MCF7 cells were seeded in 12-well plates at 30 000 cells per well in complete growth medium without antibiotics. After 24 h, the cells were exposed to bacterial pellet suspension diluted 1 : 10 (v/v) in the specified medium and were co-incubated with human milk bacteria for 20 h at 37 °C and under 5% CO₂ in an incubator. Negative controls consisted of MCF7 cells incubated without bacteria. The experiment was performed in triplicate.

After co-incubation, the cells and supernatants were used for both gene expression determination and cytokine quantification, respectively. IL-6 concentrations were measured by ELISA (Invitrogen, Vienna, Austria) using 100 μL of the supernatant, following the manufacturer's instructions.

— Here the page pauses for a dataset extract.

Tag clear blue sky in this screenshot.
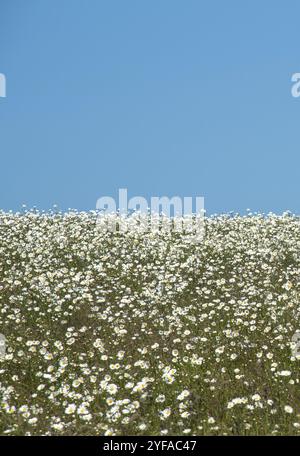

RNA was extracted using the NucleoSpin RNA XS kit (Macherey-Nagel, Düren, Germany) following the manufacturer's instructions. cDNA from the total RNA was generated using a high-capacity cDNA reverse transcription kit (Applied Biosystems, CA, USA) after total RNA normalisation. RT-PCR analysis was performed using the SYBR Green PCR Master Mix (Roche), using 1 μL of cDNA and the specific primers (0.15 μM): IL-6 F (5′-GTGTGAAAGCAGCAAAGAGGC-3′), IL-6 R (5′-TGCAGGAACTGGATCAGGACT-3′),²⁷ actin (ACTB) F (5′-TTGTTACAGGAAGTCCCTTGCC-3′), and ACTB R (5′-ATGCTATCACCTCCCCTGTGTG-3′),²⁸ which was used as a housekeeping gene. The annealing temperature was 58 °C for both targets. LC480 Conversion version 2014.1 and LinRegPCR v. 11.0 software were used for efficiency calculation,^29,30 and the relative gene expression was quantified according to the efficiency-corrected method using the REST 2009 software tool.³¹

Study of the BM microbes related to the NF-κB pathway activation in intestinal epithelial cells. To test the infant intestinal epithelia and milk microbe interactions, an HT-29-transfected cell line with a plasmid carrying the NF-κB promotor binding site, followed by a reporter gene encoding for a secreted form of the human embryonic alkaline phosphatase (SEAP) (pNiFty2-SEAP; Invitrogen, Carlsbad, CA, USA), was used as described previously.^6,32 The HT-29 cell line was seeded onto 96-well plates with a density of 60 000 viable cells per well and expanded at 37 °C under a humidified atmosphere of 5% CO₂ in DMEM high glucose with stable glutamine and sodium pyruvate culture medium (Capricorn Scientific), supplemented with 10% v/v FBS (Biowest), antibiotics (100 U mL⁻¹ penicillin and 100 μg mL⁻¹ streptomycin [Sigma-Aldrich]), and zeocin (200 μg mL⁻¹, Invivogen, CA, USA).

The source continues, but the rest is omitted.